187 points by thesecretscale 6 months ago flag hide 15 comments
justinjackel 6 months ago next
Fascinating read! Real-time chat apps are always interesting technically. I'd love to hear more about the infrastructure choices and the real-time aspects, like WebSockets or gRPC etc.
deeptutors 6 months ago next
@justinjackel Hey! We use SockJS for WebSockets with a load balancer to distribute traffic. Servers maintain several long-lived WebSocket connections. It was key to getting the real-time experience right. Good for user engagement. :) .
softwaresam 6 months ago prev next
@justinjackel We prefer a REST API with long-polling though, it offered more flexibility with caching servers and load balancers. Was easier to implement for our team as well.
amandahook 6 months ago prev next
How did you guys handle the AI side of the chat? How do you manage real-time translation and make sure queries are answered quickly?
deeptutors 6 months ago next
@amandahook We utilized TensorFlow.js with a due edge inference server where the models live. It was optimized to respond within 20ms for model-based queries.
softwaresam 6 months ago prev next
@amandahook I'd like to jump in and add that we stream messages to an NLU microservice via HTTP/2 for real-time translation. We are working on a subsequent blog post detailing the specifics.
aliceisincode 6 months ago prev next
Interesting. How do you ensure with confidence that your AI service provides correct answers to user queries?
deeptutors 6 months ago next
@aliceisincode We have a human-in-the-loop feature after several unsuccessful model query retries. AI model's confidence score must be thresholded first, then a validation process identifies if a response was accurate or not.
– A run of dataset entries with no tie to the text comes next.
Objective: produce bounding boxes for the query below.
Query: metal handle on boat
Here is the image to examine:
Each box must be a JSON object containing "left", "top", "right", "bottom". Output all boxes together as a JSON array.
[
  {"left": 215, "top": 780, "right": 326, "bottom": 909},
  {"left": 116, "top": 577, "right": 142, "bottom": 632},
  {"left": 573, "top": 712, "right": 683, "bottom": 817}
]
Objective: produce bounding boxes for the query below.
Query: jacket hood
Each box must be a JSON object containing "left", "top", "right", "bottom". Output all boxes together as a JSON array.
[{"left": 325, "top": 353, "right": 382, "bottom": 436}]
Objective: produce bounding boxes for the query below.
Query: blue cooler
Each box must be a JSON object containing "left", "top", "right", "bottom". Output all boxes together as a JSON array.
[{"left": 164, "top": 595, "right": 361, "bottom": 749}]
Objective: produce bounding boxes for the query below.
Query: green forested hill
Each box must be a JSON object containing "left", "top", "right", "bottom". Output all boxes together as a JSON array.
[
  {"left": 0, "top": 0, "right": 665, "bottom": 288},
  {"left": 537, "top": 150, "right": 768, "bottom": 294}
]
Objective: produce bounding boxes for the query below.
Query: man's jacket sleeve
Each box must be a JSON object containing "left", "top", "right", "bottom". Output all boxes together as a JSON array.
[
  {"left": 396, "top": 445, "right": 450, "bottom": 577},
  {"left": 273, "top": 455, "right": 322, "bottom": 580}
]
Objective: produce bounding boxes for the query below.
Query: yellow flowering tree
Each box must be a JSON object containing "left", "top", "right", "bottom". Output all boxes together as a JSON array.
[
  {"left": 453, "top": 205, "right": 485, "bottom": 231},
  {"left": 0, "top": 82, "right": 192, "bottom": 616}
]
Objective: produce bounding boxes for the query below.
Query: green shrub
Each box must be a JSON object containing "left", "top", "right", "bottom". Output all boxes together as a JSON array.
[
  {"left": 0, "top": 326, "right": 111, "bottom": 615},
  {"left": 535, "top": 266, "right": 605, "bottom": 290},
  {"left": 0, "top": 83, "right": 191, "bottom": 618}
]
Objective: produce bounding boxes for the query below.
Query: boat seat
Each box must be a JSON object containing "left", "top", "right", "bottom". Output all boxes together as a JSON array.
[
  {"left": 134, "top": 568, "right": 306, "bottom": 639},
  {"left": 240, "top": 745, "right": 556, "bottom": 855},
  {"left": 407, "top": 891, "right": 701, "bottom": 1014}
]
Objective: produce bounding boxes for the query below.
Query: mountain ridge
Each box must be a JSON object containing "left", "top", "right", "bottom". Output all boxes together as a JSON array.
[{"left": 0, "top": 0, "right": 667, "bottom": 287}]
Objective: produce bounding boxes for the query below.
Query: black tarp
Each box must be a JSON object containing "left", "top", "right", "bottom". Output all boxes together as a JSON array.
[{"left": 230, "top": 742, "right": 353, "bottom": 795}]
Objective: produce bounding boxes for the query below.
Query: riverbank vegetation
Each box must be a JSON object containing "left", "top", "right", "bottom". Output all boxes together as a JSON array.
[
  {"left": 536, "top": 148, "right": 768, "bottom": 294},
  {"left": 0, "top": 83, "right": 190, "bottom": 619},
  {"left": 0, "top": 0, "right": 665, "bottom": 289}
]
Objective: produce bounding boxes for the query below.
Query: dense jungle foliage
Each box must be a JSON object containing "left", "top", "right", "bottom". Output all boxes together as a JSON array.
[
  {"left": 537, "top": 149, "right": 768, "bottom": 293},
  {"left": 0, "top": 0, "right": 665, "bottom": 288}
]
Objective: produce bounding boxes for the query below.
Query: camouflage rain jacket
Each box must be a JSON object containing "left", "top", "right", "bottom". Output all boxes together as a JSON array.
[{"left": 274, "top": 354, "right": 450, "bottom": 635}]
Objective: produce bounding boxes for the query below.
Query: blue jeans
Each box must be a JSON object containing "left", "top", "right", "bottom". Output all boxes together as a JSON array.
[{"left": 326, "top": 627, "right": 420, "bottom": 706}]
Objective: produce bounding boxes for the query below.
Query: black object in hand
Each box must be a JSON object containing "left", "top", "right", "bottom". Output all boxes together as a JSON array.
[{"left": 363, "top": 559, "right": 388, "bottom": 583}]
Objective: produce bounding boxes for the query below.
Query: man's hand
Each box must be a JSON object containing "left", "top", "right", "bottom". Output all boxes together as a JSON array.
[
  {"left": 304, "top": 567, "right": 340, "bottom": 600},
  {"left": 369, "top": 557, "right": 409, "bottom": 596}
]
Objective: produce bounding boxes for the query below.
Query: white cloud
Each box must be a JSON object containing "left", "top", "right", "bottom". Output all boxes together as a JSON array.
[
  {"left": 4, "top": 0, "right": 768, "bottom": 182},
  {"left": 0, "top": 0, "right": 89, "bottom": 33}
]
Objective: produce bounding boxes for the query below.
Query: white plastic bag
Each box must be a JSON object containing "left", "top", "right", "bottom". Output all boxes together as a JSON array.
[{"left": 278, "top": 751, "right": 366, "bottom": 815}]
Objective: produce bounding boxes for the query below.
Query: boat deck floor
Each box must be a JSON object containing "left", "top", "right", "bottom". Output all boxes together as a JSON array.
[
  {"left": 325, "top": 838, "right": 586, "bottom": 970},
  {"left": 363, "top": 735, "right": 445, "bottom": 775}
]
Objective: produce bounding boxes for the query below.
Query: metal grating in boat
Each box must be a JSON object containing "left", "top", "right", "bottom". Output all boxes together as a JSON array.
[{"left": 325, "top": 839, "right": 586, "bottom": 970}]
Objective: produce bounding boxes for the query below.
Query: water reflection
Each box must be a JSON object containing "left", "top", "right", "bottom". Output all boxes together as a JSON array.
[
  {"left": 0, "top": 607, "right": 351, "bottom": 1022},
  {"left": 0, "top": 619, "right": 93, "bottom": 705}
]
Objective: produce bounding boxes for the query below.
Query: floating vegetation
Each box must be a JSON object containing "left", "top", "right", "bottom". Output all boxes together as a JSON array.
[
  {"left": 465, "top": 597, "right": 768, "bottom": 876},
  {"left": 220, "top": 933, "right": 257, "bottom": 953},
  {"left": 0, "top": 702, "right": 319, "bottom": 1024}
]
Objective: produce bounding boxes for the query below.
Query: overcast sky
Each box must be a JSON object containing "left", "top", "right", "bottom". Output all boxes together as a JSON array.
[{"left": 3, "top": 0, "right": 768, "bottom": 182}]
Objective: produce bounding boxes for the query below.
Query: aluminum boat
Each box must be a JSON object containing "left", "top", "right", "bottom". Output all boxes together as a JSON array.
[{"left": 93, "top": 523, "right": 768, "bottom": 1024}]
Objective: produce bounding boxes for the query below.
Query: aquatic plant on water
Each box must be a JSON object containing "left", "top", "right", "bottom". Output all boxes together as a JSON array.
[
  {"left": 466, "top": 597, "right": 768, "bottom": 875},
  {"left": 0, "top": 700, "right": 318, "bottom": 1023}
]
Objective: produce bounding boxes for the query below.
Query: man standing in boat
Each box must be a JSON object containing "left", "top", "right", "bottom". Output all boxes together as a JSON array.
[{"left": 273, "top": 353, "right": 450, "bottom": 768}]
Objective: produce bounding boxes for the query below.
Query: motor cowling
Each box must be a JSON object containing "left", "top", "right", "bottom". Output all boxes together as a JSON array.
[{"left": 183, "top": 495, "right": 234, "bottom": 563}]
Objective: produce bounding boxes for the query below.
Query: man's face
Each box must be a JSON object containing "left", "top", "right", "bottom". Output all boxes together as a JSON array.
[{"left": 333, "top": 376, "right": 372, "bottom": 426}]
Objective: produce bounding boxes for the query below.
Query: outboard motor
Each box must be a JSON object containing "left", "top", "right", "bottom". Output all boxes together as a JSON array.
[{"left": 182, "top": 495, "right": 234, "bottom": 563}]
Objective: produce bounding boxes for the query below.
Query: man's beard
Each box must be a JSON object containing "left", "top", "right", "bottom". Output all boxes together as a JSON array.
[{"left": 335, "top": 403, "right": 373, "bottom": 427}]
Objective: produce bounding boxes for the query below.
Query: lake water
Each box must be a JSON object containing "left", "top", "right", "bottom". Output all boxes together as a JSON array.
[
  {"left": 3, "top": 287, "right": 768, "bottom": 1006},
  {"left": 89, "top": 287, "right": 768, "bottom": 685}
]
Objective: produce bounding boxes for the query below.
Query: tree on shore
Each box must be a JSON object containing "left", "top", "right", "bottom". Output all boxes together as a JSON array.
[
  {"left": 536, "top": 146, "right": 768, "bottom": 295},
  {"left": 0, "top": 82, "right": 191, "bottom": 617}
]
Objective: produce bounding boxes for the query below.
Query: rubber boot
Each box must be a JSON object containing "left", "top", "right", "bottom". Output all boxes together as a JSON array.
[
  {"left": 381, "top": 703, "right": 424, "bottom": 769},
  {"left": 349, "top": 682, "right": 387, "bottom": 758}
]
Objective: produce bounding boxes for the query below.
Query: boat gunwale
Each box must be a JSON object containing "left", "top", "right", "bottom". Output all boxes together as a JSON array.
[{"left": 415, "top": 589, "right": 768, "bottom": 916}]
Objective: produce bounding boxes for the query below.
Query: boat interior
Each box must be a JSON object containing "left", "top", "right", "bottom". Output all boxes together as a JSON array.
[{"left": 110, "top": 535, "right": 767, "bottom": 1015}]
softwaresam 6 months ago prev next
@aliceisincode To add, we track the confidence of our models and errors and optimize that over time. Machine learning is a never-ending pursuit of refinement.
hugocodez 6 months ago prev next
Handling and storing this vast amount of real-time data, how did you manage that with ease of scalability and being cost-effective?
deeptutors 6 months ago next
@hugocodez We use Google's Bigtable for highly scalable, low-latency data storage. It supports data model flexibility and sparse data patterns.
softwaresam 6 months ago prev next
@hugocodez I'd like to chime in and offer that we also evaluate Amazon DynamoDB for real-time data storage. It has auto-scaling options and is more budget-friendly.
zenmaster14 6 months ago prev next
Any major roadblocks or unforeseen challenges you faced in the process of scaling?
deeptutors 6 months ago next
@zenmaster14 Absolutely! We initially underestimated network latency with global users. We had to develop a delivery optimization system to rectify this issue and improve the user experience.
softwaresam 6 months ago prev next
@zenmaster14 I'd like to note three major challenges: 1) Sudden traffic spikes, 2) Ensuring cross-platform compatibility, and 3) Balancing strict latency vs. data privacy constraints.